A acusação parece fazer parte de uma estratégia do governo de tentar responsabilizar a oposição e críticos em geral pelo fenômeno —tese que o porta-voz repetiu nesta terça, embora o próprio Milei seja uma das causas da impopularidade internacional do país.
“Existe uma hipótese de que a esquerda esteja, de alguma forma, fomentando essa campanha anti-Argentina para minar a ideia de que o modelo argentino consegue tirar as pessoas da pobreza, da miséria, reduzir a inflação, gerar produção e exportações recordes, e assim por diante”, afirmou o porta-voz, sem dar uma fonte das acusações do presidente, como havia solicitado o jornalista.

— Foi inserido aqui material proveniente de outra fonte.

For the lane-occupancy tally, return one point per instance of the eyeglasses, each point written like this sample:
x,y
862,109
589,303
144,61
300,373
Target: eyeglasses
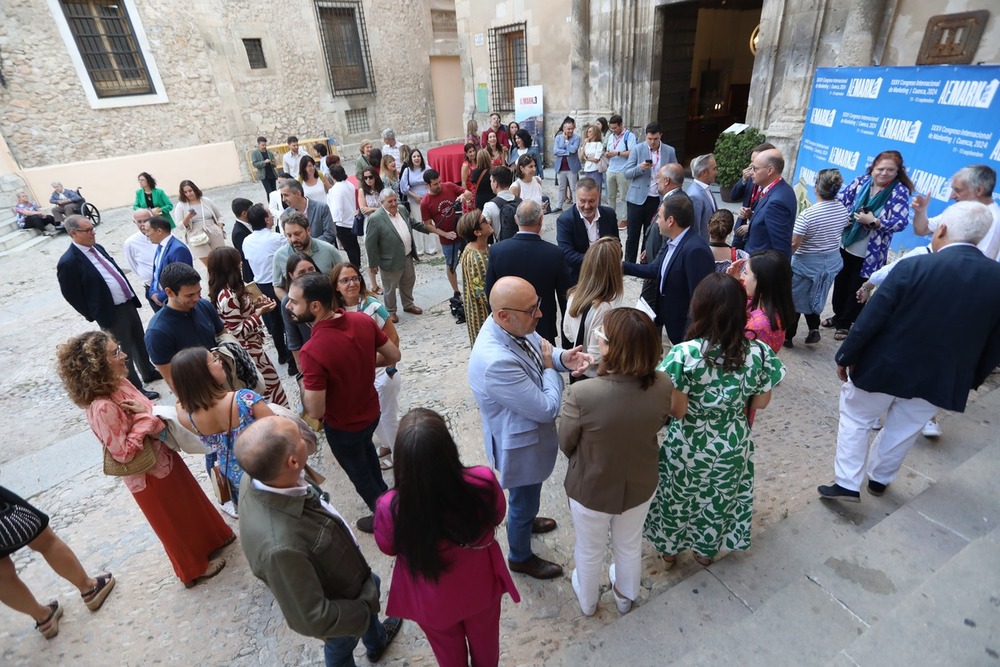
x,y
530,311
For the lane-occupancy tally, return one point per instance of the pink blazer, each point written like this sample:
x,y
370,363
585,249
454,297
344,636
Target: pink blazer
x,y
476,579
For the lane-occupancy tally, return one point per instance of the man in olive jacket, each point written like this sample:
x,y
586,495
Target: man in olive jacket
x,y
300,546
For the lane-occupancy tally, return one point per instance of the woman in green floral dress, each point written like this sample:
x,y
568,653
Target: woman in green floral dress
x,y
476,230
704,499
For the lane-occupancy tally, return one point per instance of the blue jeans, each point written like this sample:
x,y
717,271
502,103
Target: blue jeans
x,y
339,651
522,508
355,452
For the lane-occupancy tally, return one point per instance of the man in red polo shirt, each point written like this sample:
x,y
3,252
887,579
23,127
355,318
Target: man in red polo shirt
x,y
437,209
338,375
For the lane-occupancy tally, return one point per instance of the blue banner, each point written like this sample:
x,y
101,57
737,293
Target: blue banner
x,y
940,118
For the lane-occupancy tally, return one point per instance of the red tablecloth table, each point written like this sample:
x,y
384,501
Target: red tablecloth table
x,y
448,161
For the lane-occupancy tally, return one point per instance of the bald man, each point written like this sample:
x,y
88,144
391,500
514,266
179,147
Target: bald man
x,y
514,375
301,547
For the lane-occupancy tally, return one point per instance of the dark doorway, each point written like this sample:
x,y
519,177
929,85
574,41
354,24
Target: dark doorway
x,y
705,71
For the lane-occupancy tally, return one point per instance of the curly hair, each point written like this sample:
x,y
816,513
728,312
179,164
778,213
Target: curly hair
x,y
82,363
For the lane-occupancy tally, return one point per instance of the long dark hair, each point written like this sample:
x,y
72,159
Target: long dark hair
x,y
719,317
773,294
224,271
434,501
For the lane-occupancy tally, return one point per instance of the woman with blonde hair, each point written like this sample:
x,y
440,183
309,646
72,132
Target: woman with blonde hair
x,y
599,290
93,370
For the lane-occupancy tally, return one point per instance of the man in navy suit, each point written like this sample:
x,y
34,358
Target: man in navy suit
x,y
169,249
579,227
97,289
643,199
929,335
773,216
528,256
684,260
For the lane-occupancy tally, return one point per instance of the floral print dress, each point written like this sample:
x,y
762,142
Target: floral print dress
x,y
704,499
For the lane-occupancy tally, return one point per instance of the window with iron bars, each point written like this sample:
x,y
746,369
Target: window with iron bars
x,y
508,64
345,44
255,53
106,40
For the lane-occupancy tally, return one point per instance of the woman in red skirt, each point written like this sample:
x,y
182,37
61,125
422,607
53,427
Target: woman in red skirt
x,y
92,368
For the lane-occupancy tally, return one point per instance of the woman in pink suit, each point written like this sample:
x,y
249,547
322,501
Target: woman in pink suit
x,y
440,521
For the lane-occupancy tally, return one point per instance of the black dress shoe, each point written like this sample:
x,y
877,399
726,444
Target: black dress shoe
x,y
837,492
536,567
392,624
542,525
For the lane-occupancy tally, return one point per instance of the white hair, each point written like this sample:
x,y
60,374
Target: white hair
x,y
967,222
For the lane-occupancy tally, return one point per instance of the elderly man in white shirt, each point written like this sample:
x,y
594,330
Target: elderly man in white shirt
x,y
139,250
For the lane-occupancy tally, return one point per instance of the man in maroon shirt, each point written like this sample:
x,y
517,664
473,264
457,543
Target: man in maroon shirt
x,y
338,375
437,209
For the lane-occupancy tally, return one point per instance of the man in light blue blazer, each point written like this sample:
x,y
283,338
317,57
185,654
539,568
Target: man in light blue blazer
x,y
514,375
643,198
703,171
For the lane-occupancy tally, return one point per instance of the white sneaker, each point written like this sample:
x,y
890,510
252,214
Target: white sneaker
x,y
623,603
576,589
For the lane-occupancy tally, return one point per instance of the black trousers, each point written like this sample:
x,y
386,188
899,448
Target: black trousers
x,y
349,242
127,330
845,291
274,324
639,218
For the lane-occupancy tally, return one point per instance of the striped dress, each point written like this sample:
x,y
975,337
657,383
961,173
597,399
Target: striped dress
x,y
247,327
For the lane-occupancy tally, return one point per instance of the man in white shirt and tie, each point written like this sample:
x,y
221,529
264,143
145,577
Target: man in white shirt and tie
x,y
704,170
96,287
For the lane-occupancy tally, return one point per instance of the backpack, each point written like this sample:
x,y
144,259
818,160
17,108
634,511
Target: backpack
x,y
508,226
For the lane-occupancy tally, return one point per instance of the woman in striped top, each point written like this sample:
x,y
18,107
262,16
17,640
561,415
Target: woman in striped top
x,y
816,259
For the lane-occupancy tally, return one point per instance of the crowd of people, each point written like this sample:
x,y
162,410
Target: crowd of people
x,y
658,438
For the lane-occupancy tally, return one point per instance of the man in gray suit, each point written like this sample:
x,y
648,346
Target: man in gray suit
x,y
643,199
703,169
514,375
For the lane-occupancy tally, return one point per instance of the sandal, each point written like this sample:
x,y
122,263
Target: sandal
x,y
50,626
214,567
95,597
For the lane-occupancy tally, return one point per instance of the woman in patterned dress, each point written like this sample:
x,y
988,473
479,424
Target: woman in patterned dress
x,y
241,315
352,295
704,499
475,228
215,415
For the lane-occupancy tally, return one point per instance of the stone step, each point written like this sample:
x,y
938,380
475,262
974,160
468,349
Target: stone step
x,y
951,619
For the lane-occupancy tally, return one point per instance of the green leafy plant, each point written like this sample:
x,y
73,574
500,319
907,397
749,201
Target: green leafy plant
x,y
732,154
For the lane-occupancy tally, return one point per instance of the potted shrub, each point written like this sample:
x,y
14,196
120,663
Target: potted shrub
x,y
732,155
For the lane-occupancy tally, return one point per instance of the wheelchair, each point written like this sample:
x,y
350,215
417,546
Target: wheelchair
x,y
89,211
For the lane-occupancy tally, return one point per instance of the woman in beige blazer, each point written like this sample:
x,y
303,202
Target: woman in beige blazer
x,y
608,432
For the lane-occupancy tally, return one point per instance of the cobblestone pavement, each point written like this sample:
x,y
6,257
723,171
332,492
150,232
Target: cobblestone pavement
x,y
232,619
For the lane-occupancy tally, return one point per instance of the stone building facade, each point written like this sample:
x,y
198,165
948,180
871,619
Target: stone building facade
x,y
646,59
219,73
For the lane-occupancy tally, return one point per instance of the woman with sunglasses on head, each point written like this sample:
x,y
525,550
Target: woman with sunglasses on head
x,y
352,295
92,368
206,408
704,499
607,430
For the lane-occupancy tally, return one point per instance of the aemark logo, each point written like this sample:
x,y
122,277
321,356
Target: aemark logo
x,y
868,88
978,94
843,157
900,130
824,117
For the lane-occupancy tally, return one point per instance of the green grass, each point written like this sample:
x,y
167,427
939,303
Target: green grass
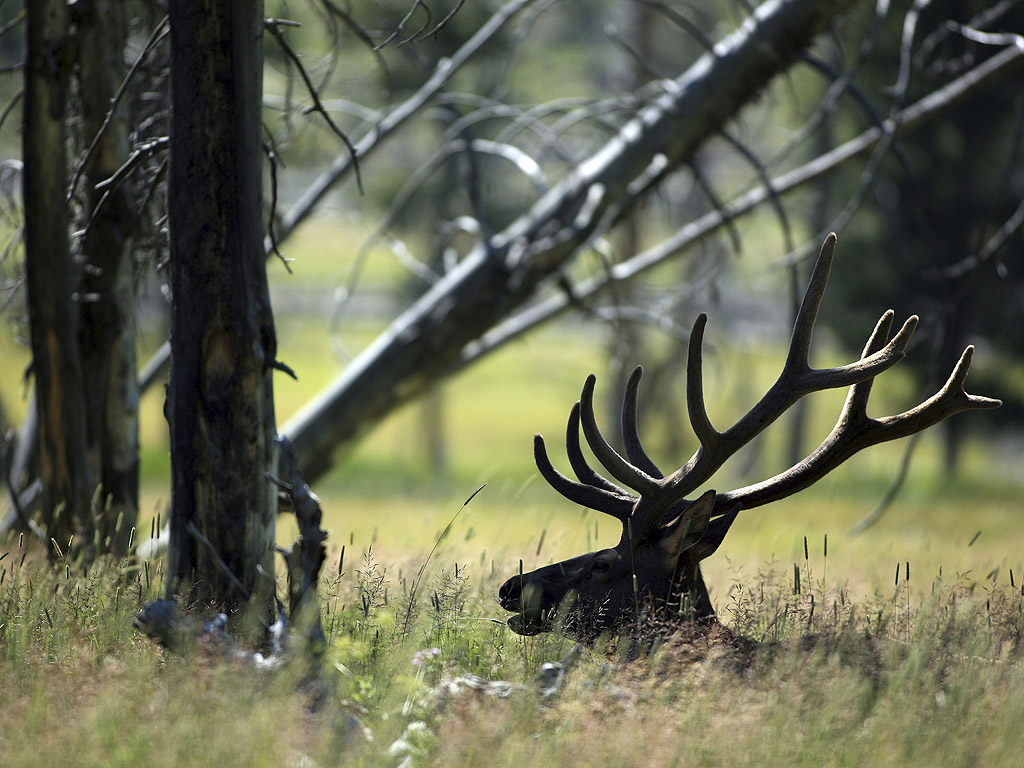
x,y
923,671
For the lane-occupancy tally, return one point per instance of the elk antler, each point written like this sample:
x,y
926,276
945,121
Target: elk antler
x,y
657,495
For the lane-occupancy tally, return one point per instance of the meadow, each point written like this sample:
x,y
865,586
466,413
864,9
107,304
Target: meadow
x,y
900,645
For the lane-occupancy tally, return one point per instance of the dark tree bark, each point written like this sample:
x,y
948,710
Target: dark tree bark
x,y
426,342
219,402
50,274
108,296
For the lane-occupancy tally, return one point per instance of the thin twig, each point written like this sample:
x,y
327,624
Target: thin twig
x,y
273,27
159,33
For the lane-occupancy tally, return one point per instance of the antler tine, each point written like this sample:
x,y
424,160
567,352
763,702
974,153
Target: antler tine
x,y
622,470
600,500
631,436
803,328
856,401
695,407
797,380
584,471
855,431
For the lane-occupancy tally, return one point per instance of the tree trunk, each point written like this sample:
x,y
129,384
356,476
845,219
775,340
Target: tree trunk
x,y
50,274
108,311
219,403
425,343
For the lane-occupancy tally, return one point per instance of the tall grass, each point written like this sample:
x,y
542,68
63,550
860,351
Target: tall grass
x,y
805,674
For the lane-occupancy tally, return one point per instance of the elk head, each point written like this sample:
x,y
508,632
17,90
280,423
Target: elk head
x,y
655,565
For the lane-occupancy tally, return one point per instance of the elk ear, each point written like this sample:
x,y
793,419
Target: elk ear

As rusgas entre os dois líderes remontam a 2023, quando Milei ainda tentava chegar ao poder no país vizinho. Ao longo daquele ano, ele afirmou, por exemplo, que Lula era parte de uma “casta de políticos ladrões” e se referiu ao petista como ex-presidiário, além de acusá-lo de financiar a campanha de Sergio Massa, seu adversário no pleito.
Em junho de 2024, Lula sugeriu que seu homólogo pedisse desculpas, ao que o argentino respondeu que havia coisas mais importantes do que “o ego inflado de algum esquerdinha”. Desde então, a relação entre os dois vinha sendo apenas protocolar em prol da relação bilateral.